More precisely, here is what I have in mind:

* For Bitcoin itself, an economically rational actor has little incentive to perform a 51% attack to steal Bitcoins (by double-spending, say) since undermining the integrity of the network would reduce/destroy the value of the very coins the attacker was seeking to steal.  Thus, the only actors one would expect to engage in a 51% attack would be those with a non-economic motive (governments, perhaps).  Perhaps another way of saying it is that the possessor of huge amounts of compute power has more to gain by participating in the system than by seeking to thwart it.

* However, if one now turns attention to colored coins, the incentives change.  These are coins with some connection to the "real world": possessing one might entitle the possessor to income from shares or title to a physical asset, etc, etc.  As such, the value of the assets represented by colored coins could be orders of magnitude greater than the value of the underlying Bitcoins themselves.   Therefore, an economically-rational attacker set on stealing real-world assets may no longer care about the value of Bitcoins (or a subsequent failure of the system) since their eyes are on a different goal.
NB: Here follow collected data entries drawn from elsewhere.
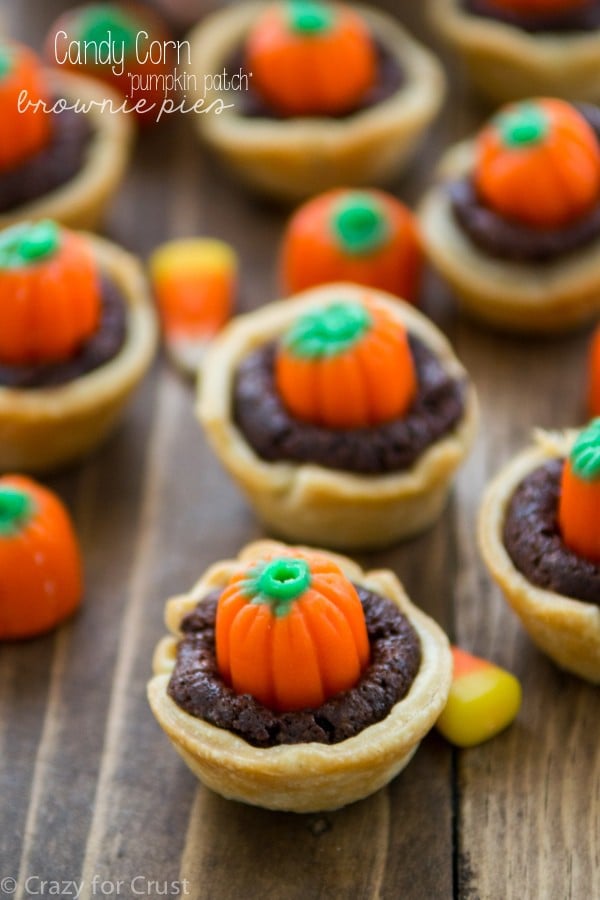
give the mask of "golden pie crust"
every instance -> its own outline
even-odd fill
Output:
[[[198,416],[208,440],[261,521],[286,540],[365,549],[423,531],[440,515],[454,472],[475,437],[477,400],[467,383],[465,412],[457,427],[398,473],[357,475],[309,463],[267,462],[249,446],[233,421],[233,384],[240,362],[308,310],[340,298],[360,302],[365,296],[421,338],[453,377],[465,378],[450,345],[429,319],[389,294],[354,284],[312,288],[239,316],[215,338],[201,369]]]
[[[421,665],[406,697],[385,719],[355,737],[332,745],[310,742],[257,748],[226,729],[189,715],[167,694],[183,617],[210,591],[223,587],[240,563],[283,549],[285,545],[273,541],[248,544],[237,560],[216,563],[189,594],[169,600],[166,622],[172,636],[156,647],[148,699],[177,752],[213,791],[267,809],[338,809],[377,791],[404,768],[444,708],[450,689],[448,639],[410,602],[392,572],[364,572],[351,560],[328,554],[353,582],[392,600],[410,620],[421,644]]]
[[[233,4],[219,10],[190,34],[197,99],[205,106],[222,98],[236,103],[205,78],[223,71],[268,3]],[[435,57],[389,15],[354,6],[397,56],[404,81],[395,94],[367,110],[335,118],[276,120],[247,118],[235,109],[200,114],[200,135],[251,187],[297,202],[331,187],[385,183],[403,170],[445,94],[443,70]]]
[[[125,174],[134,136],[132,114],[113,113],[108,107],[102,111],[98,104],[103,101],[112,101],[115,110],[123,103],[123,98],[104,82],[54,70],[49,70],[47,77],[51,98],[97,104],[86,113],[93,129],[86,160],[65,184],[14,210],[0,213],[0,229],[23,220],[54,219],[69,228],[93,230]]]
[[[426,253],[465,310],[495,328],[526,334],[593,321],[600,313],[600,238],[554,261],[513,262],[486,254],[456,221],[446,189],[474,164],[474,141],[452,147],[418,213]]]
[[[0,387],[0,471],[46,472],[90,453],[118,423],[152,362],[158,328],[141,265],[109,241],[86,239],[127,302],[125,342],[112,360],[64,385]]]
[[[516,569],[503,541],[506,512],[518,485],[548,460],[566,458],[576,436],[576,431],[537,432],[535,445],[500,471],[484,495],[479,545],[492,577],[540,650],[568,672],[600,684],[600,607],[532,584]]]
[[[495,103],[531,96],[600,100],[600,29],[531,34],[470,13],[461,0],[429,0],[429,18]]]

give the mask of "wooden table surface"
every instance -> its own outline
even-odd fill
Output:
[[[12,33],[38,47],[73,5],[3,4]],[[421,4],[385,5],[434,43]],[[410,202],[442,148],[485,114],[446,63],[444,113],[395,186]],[[247,309],[276,297],[283,221],[199,150],[189,119],[171,117],[139,141],[107,232],[142,257],[173,236],[232,241]],[[469,751],[432,733],[388,788],[325,815],[266,812],[198,786],[145,699],[163,604],[261,532],[203,440],[191,386],[159,360],[110,443],[50,480],[83,541],[84,608],[48,637],[0,649],[0,879],[17,879],[17,896],[83,879],[82,897],[600,897],[598,693],[533,647],[475,543],[482,487],[531,427],[582,420],[589,335],[502,338],[459,317],[434,279],[425,294],[475,379],[481,433],[441,521],[362,562],[393,568],[453,640],[518,675],[516,724]],[[12,886],[0,882],[0,896]],[[65,884],[54,893],[71,895]]]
* So... if there were ever a colored Bitcoin that was worth vastly more than the underlying Bitcoin that "carried" its color, why would an attacker not, say, acquire the colored coins for fiat, sell them to somebody else for fiat and then, once the fiat was safely received, mount a 51% attack to reverse the "sale"?   The end-result would be that the attacker had both the original fiat *and* a blockchain that recorded them as the owner of the asset.  If the (BTC) value of the double-spent Bitcoins was low (imagine 1 colored Satoshi that represents one million Apple Shares), one could imagine a scenario where the core Bitcoin network shrugged off the issue as an aberration and the attacker was now recorded as the rightful owner of a stolen asset.  Equally, one could imagine that this fatally undermines the Bitcoin system yet the attacker still potentially has title to the asset.

* Of course, the 51% attack is just an example - the wider point I'm trying to make is that it is not immediately obvious that the economic incentives that help protect Bitcoin from various attacks are still effective in the presence of highly valuable colored coins.

Am I missing something?  Is this something that one would expect to be covered in the legal agreements that "link" a real-world asset to a particular set of colored coins? Something else?